Al hacer un repaso de lo que en la madurez se ha ido dejando
atrás, cualquiera podría argumentar que los achaques, las decepciones, los
traumas, y tantas otras cosas, deberían haberse quedado en el lugar del que
venían. Es el tipo de ajuste de cuentas con la vida ejecutado por Vicente
Molina Foix y Luis Cremades, en su ¿dietario?, ¿novela cuasi-epistolar?,
¿actualísimo “valetodo”?, El invitado
amargo (Anagrama, 2014).
Maticemos. Dos escritores, el uno muy famoso, el otro
prácticamente desconocido (poeta, y poeta apenas prolífico, sin escapadas
genéricas, lo dejo ahí), deciden escribir a cuatro manos sobre lo que supuso su
relación amorosa. Y de paso, enfrentarse a una época, a una generación
literaria, a lo desmitificador de unas confesiones públicas, al dolor de la
ausencia, a los errores.
No soy lector de biografías.
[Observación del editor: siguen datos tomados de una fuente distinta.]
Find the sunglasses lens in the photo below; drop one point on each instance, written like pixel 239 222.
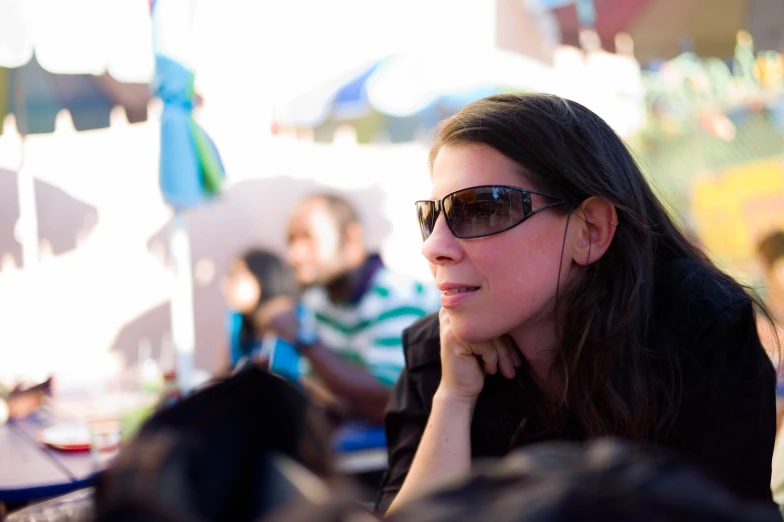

Ni de memorias, por no llamarlas
desmemorias, o desvergüenzas, o despropósitos. La arboleda perdida de Alberti, y poco más, quienes me siguen
recordarán que hace no mucho descubrí la existencia de la pintora barbastrense
Julieta Always, o que me asomé al mundo del pintor Eduardo Laborda. No tengo
mucho de cotilla. La vida privada de mis ídolos literarios no me atrae gran
cosa. Acabas enterándote de ciertos asuntillos de todos modos, por otras vías,
en entrevistas, en perfiles, en reseñas. Incluso ciertas correrías de
discutible enjundia acaban negro sobre blanco en los manuales de Historia de la
Literatura. Somos humanos.
¿Por qué será que me parece impúdico que alguien me desnude
su intimidad? No me importa nunca cuando lo hace el personaje, cuando se
convierte en ficción. Me resulta no ya aceptable, sino incluso lógico. Pero
entonces es otra cosa. Aquí no. No esperen morbo. No se trata de impudicia
lúbrica. Es más ese tipo de desinhibición del alma, elegante, muy bien escrita,
atractiva, cercana a lo espiritual. Pero exhibición pública, después de todo.
Qué doloroso el remate de la historia que nos ocupa. Imagino
que sin duda, por el momento vital que atravieso, me impacta asistir a lo que
no me puede resultar ajeno, a la llegada que no siempre puede ser digna, a ese
arribar a la madurez, y más tarde a la vejez. Encontrarse con que la decadencia
física ya no es para observarla y diseccionarla, sino para experimentarla en
uno mismo. Mueren los padres y los maestros, se derrumban las paredes gruesas
que al final no eran lo único que nos sostenía. Pasamos de ser protagonistas
con los que compartían nuestra edad de los usos y de los abusos, para
convertirnos en pacientes achacosos de los efectos malditamente secundarios de
lo que hicimos sin lanzar un segundo pensamiento en su momento.
¿Les he dicho ya lo bien escrita que está “la trama”? ¿Y el
repaso concienzudo que se hace de todo el que fue y ha sido, aunque como es
lógico, no pueda ser de todos los que fueron y han sido? Cualquier mitómano de
lo literario, ni remotamente como requisito aproximarse a lo filológico, a lo
académico, gozará con este argumentario de veleidades creativas, con los pequeños
y grandes chismes (muchos de ellos bien conocidos previamente, pero que suenan
a nuevos tan magníficamente relatados) sobre el quién es quién del mundillo de
escritores españoles e incluso latinoamericanos de las últimas décadas.
El material es excelente. No dejen escapar su ejemplar.